Using Recognized Characters

Following recognition, the set of recognized characters for a specific page can be obtained by calling the GetRecognizedCharacters method. This method updates the RecognizedCharactersCount property with the number of characters that have been recognized, and updates the RecognizedCharacter property with the set of recognized characters for the specified page. This property is a pointer to an array of ILTRecognizedCharacters objects, where each object represents one of the recognized characters. While the RecognizedCharacter property is read only, the ILTRecognizedCharacters properties accessed through it can be set. To set new recognized character information, set the ILTRecognizedCharacters properties, (for example RasterDoc.RecognizedCharacter(i).FontSize = 20) and then set the new information by calling the SetRecognizedCharacters method.

Various types of character information can be obtained or set using the ILTRecognizedCharacters properties. The Left and Top properties indicate the location of the recognized character, while the Height and Width properties give the character's dimensions. The YOffset property contains the distance along the Y axis from the baseline to the top of the character's bounding rectangle.

The font and the font size used for the recognized character are given in the Font property and the FontSize property, respectively. The Flags property contains further information on the formatting attributes of the recognized character.

The zone in which the recognized character is located is given in the ZoneIndex property. However, if the zone is a TABLE, the cell in which the recognized character is located is given in the CellIndex property.

The OCR engine may provide several "guesses" as to the identification of a recognized character.
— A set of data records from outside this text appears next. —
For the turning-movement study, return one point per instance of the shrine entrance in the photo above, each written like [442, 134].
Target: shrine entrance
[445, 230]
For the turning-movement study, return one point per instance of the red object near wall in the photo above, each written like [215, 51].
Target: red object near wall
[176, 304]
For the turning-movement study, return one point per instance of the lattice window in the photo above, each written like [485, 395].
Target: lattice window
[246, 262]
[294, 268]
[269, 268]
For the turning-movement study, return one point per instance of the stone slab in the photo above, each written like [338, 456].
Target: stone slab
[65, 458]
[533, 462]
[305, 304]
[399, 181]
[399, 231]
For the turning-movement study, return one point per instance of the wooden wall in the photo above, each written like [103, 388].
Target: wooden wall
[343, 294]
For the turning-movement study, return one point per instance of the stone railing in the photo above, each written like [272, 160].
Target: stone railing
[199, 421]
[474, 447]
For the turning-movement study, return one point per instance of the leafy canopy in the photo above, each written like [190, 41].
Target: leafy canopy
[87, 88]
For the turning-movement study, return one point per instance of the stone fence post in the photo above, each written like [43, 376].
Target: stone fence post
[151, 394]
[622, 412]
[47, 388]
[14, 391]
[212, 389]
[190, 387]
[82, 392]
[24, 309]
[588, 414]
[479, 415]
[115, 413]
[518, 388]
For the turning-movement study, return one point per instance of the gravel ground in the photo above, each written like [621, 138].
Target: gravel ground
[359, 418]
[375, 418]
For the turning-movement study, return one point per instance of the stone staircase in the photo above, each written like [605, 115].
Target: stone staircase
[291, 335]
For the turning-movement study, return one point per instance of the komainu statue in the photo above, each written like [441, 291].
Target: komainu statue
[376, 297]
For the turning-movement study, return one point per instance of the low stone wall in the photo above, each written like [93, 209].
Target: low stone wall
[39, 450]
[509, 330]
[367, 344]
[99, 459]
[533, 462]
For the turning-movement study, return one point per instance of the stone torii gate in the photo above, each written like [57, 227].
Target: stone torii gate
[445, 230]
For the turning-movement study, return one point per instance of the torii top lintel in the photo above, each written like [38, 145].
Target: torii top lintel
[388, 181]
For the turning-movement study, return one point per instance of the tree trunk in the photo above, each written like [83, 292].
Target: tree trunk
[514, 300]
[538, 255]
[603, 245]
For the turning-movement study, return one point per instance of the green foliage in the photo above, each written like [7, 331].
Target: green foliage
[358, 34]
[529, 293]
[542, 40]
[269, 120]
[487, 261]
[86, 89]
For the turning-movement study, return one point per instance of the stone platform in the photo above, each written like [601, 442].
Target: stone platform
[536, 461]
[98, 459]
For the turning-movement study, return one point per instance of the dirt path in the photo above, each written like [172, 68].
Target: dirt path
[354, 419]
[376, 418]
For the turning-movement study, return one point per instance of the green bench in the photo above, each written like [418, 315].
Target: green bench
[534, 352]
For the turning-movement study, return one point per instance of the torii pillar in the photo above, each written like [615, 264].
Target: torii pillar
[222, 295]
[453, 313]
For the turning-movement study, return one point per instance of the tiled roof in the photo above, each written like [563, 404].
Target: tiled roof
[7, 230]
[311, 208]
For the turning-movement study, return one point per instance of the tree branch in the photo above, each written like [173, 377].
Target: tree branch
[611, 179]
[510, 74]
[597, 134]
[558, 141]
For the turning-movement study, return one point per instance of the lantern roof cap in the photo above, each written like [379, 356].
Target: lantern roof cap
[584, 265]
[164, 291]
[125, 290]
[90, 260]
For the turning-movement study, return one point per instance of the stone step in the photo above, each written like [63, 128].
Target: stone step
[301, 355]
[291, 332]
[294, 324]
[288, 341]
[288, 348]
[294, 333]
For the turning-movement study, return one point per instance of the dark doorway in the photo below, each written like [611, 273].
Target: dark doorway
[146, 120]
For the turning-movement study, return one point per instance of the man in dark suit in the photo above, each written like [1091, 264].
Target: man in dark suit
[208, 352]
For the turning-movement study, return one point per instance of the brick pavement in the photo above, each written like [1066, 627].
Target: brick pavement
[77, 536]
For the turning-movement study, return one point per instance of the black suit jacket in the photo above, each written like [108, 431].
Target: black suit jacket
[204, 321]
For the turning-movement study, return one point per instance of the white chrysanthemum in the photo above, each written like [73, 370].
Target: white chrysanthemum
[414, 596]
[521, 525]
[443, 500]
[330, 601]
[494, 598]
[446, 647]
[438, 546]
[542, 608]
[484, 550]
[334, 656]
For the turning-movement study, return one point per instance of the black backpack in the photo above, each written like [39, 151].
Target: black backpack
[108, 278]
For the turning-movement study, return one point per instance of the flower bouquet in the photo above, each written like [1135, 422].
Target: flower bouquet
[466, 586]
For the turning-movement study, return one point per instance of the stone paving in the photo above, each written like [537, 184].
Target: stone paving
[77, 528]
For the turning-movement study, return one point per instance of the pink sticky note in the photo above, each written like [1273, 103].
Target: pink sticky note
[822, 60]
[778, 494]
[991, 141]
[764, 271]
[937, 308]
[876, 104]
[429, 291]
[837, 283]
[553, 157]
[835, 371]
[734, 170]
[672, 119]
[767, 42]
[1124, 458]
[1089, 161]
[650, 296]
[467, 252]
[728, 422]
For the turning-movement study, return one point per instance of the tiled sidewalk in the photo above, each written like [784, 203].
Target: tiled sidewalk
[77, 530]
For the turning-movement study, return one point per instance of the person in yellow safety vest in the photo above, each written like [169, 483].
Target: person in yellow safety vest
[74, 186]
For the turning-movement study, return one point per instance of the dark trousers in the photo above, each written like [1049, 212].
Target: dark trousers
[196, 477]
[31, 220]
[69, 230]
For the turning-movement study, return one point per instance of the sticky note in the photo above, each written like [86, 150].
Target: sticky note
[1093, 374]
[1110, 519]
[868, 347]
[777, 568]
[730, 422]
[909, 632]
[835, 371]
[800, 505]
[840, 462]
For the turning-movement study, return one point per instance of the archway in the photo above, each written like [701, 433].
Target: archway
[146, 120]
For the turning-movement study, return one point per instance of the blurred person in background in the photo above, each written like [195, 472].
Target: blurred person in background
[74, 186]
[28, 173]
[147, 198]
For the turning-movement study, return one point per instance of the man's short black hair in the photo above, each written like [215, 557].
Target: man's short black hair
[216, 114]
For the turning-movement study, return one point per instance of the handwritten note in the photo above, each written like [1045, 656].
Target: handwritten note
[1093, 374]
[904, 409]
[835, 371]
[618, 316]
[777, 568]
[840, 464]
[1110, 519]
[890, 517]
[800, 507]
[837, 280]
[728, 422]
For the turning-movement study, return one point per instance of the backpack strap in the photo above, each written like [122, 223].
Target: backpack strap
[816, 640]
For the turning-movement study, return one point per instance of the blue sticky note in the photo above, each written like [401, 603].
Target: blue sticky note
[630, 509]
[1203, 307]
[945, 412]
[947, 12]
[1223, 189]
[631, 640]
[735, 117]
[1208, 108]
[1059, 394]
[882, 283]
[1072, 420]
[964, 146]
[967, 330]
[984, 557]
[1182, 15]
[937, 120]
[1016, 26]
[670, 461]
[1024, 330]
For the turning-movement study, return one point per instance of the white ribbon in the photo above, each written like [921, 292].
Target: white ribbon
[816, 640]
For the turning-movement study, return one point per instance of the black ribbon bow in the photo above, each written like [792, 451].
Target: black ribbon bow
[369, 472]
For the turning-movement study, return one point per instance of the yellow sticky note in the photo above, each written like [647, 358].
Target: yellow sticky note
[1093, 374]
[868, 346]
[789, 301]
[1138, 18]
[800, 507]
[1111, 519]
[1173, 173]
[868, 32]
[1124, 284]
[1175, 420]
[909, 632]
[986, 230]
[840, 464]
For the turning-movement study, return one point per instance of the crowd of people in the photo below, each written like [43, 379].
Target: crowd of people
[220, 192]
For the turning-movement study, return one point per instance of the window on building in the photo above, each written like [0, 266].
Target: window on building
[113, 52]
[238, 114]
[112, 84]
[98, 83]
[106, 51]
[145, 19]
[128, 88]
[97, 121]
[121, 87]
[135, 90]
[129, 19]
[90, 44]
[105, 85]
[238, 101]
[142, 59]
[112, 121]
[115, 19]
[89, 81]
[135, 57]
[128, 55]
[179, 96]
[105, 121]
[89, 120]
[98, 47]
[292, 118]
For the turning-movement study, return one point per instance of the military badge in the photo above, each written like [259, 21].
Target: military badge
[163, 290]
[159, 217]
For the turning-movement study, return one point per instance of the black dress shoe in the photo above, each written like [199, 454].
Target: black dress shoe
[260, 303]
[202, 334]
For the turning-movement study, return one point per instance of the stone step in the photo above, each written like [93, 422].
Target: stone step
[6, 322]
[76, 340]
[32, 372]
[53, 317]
The GuessCode property contains the first "guess" for a character being recognized. If the engine rejects the character, however, this property will contain a 0. If the value of the GuessCode is not 0, the GuessCode2 and GuessCode3 properties contain the second and third guesses for the identification of the recognized character, respectively. The Confidence property contains a value that represents the certainty of the first guess.

A recognized character may be found in more than one language. The LanguageId property contains the first language in which the recognized character was found. The LanguageId2 property contains the second language in which the recognized character was found.

The Space property contains the number of spaces in front of the recognized character and the SpaceErr property contains a value indicating the certainty or reliability of the value in the Space property.